Anupama Kodencheri and Gandhapodi K. Chithra interpreted the Joker's takeover of Arkham as a carnivalesque reversal of the institution's established hierarchy. They argued that his laughter, dancing, and release of the inmates transform the asylum into a temporary carnival in which the authority of its administrators and Batman is disrupted. The authors also examined his indirect presence through monitors and the public-address system, through which he controls Batman and his followers while remaining physically elusive. They interpreted his eventual Titan mutation as the culmination of his transformation into a grotesque posthuman figure, whose unstable and monstrous body challenges the physical order and authority represented by Batman.
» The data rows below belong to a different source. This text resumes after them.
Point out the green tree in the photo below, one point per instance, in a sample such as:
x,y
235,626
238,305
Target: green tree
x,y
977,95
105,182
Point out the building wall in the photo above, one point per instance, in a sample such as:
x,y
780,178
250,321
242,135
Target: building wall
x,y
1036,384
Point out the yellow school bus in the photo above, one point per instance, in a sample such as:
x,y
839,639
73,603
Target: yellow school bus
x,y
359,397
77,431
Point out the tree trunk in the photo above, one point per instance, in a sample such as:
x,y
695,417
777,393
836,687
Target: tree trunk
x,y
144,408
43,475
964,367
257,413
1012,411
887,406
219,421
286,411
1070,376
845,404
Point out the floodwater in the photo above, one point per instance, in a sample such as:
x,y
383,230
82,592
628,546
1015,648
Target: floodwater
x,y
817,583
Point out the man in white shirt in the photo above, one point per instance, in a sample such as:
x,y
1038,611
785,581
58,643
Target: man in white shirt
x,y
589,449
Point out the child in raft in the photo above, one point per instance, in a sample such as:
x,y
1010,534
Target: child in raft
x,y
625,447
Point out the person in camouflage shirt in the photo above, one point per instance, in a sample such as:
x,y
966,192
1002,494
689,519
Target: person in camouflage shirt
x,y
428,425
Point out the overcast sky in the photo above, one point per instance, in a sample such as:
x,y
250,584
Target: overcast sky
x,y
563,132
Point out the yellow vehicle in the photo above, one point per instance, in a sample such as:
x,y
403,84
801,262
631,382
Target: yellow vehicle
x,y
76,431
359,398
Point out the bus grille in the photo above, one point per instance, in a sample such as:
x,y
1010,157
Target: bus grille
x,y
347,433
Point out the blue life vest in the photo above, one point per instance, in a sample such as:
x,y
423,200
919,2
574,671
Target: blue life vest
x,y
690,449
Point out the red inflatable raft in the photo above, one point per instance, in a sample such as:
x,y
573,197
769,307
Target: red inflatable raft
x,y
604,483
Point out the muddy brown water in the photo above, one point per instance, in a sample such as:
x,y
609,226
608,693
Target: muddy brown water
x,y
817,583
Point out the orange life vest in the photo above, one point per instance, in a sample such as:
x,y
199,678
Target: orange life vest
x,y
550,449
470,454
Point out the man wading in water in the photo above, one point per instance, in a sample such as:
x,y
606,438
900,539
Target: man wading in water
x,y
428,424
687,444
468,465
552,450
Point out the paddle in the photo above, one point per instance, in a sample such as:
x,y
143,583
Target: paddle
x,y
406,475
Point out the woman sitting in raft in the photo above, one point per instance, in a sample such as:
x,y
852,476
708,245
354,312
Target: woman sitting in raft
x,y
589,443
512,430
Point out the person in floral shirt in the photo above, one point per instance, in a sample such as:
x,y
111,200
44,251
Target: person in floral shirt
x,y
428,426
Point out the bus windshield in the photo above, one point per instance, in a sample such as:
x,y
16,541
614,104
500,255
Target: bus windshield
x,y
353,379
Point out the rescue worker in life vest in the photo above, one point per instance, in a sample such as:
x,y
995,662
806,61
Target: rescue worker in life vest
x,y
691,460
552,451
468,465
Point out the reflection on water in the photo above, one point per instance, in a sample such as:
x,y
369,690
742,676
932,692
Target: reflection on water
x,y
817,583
Fillari wrote that the games place increasing emphasis on the Joker's belief that he and Batman define one another, expanding a theme only briefly explored in the animated series and presenting their conflict as seemingly inevitable. Writing for Them, James Factora interpreted the characters' dynamic in Arkham City as codependent and overtly homoerotic. Factora argued that the Joker's repeated telephone calls, romantic language, forced blood transfusion, and insistence that neither man can exist without the other make this subtext integral to the game rather than incidental.

The Joker's death did not end this relationship within the narrative. Matt Peckham of Time considered Arkham Knights handling of whether the Joker was truly gone to be the game's most successfully executed narrative component, praising Rocksteady for preserving the consequences of his death rather than simply reversing it.